Les exigences de territorialité ne portent aujourd’hui que sur la téléconsultation alors qu’elles devraient être identiques pour la téléexpertise. Une téléexpertise demandée par un médecin généraliste à un médecin spécialiste conduit souvent à examiner ensuite le patient en présentiel, d’où un besoin de proximité. Il est nécessaire, sauf situation particulière, que le spécialiste soit dans le territoire pour une cohérence de prise en charge du patient et un parcours de soins compréhensible pour le patient.

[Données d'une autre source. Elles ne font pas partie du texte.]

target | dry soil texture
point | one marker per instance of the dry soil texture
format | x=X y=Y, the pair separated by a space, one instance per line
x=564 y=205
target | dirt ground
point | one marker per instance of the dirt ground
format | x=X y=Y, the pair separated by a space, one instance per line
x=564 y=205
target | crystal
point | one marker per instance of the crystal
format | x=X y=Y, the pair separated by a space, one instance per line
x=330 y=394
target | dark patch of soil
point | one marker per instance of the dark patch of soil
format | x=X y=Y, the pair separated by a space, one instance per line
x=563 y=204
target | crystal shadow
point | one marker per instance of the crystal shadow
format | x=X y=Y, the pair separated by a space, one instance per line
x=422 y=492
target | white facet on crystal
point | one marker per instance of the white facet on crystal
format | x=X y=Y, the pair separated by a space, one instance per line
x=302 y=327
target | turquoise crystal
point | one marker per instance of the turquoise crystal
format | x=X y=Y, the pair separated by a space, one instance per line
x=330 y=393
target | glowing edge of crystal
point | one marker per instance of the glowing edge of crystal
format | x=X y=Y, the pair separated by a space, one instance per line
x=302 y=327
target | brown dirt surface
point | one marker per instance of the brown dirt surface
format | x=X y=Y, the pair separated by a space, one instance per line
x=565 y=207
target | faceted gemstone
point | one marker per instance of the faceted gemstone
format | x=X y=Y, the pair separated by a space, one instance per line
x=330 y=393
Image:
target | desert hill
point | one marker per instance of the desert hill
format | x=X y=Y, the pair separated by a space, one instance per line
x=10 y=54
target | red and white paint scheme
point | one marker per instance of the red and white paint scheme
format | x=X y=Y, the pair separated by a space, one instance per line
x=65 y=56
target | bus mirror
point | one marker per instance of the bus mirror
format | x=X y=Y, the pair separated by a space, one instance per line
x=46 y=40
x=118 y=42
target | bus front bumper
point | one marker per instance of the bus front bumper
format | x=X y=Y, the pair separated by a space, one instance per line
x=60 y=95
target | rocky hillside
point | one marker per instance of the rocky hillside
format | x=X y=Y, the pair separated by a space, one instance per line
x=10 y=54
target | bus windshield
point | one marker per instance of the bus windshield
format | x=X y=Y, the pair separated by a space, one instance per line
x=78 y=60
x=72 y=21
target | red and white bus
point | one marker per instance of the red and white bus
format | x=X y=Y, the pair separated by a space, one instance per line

Des innovations commerciales porteuses de conflit d’intérêt et de fraudes pour notre système de santé ont vu le jour depuis 2-3 ans, notamment dans le champ de l’optique et de l’audiologie. Par exemple, des supermarchés proposent avec un fournisseur de matériel optique un « diagnostic ophtalmologique gratuit réalisé par un opticien diplômé » associé à de la vente de produits optiques après fourniture d’une ordonnance par un ophtalmologiste « partenaire » lors d’une téléexpertise, uniquement après transfert de données réfractives par l’opticien et avec l’impossibilité de vérifier les données par l’ophtalmologiste. De plus, les limites règlementaires des intervenants ne sont souvent pas respectées et aucun examen médical n’est réalisé. Une autre société propose des ordonnances optiques par téléexpertise en passant par une plateforme d’échange sur abonnement et sans examen médical, suite simplement à un questionnaire rempli sans possibilité de contrôle. Tout ceci étant réalisé suivant un protocole personnel validé par aucune instance (HAS, assurance maladie, CNP d’ophtalmologie).
En audiologie des sites commerciaux proposent des abonnements pour des lots de prescriptions de primo-appareillage suite à un examen audiométrique réalisée par l’audioprothésiste. Or, pour la sécurité du public, le respect du parcours de soin impose la pose d’un vrai diagnostic donc d’une prescription préalable et non concomittante our postérieure à l’appareillage auditif. Ce procédé crée également des patientèles captives et un risque pour l’observance chez des patients sous pression, autrement dit un risque important de dépenses inefficientes.
Ces méthodes sont assimilables à un achat d’ordonnances médicales sans contrôle et examen médical, en vue d’obtenir une fourniture de produits médicaux. Plusieurs dizaines de milliers d’ordonnances sont déjà concernées par ces fraude, alourdissant les finances de l’Assurance Maladie et des complémentaires santé. La perspective d’une industrialisation à grande échelle de ce système prochainement menace la cohérence du parcours de soins et les finances publiques.
Cet amendement vise par conséquent à étendre le cadre législatif de la téléconsultation à la téléexpertise, dans l’intérêt des patients, pour la cohérence du système de santé et pour combattre la fraude.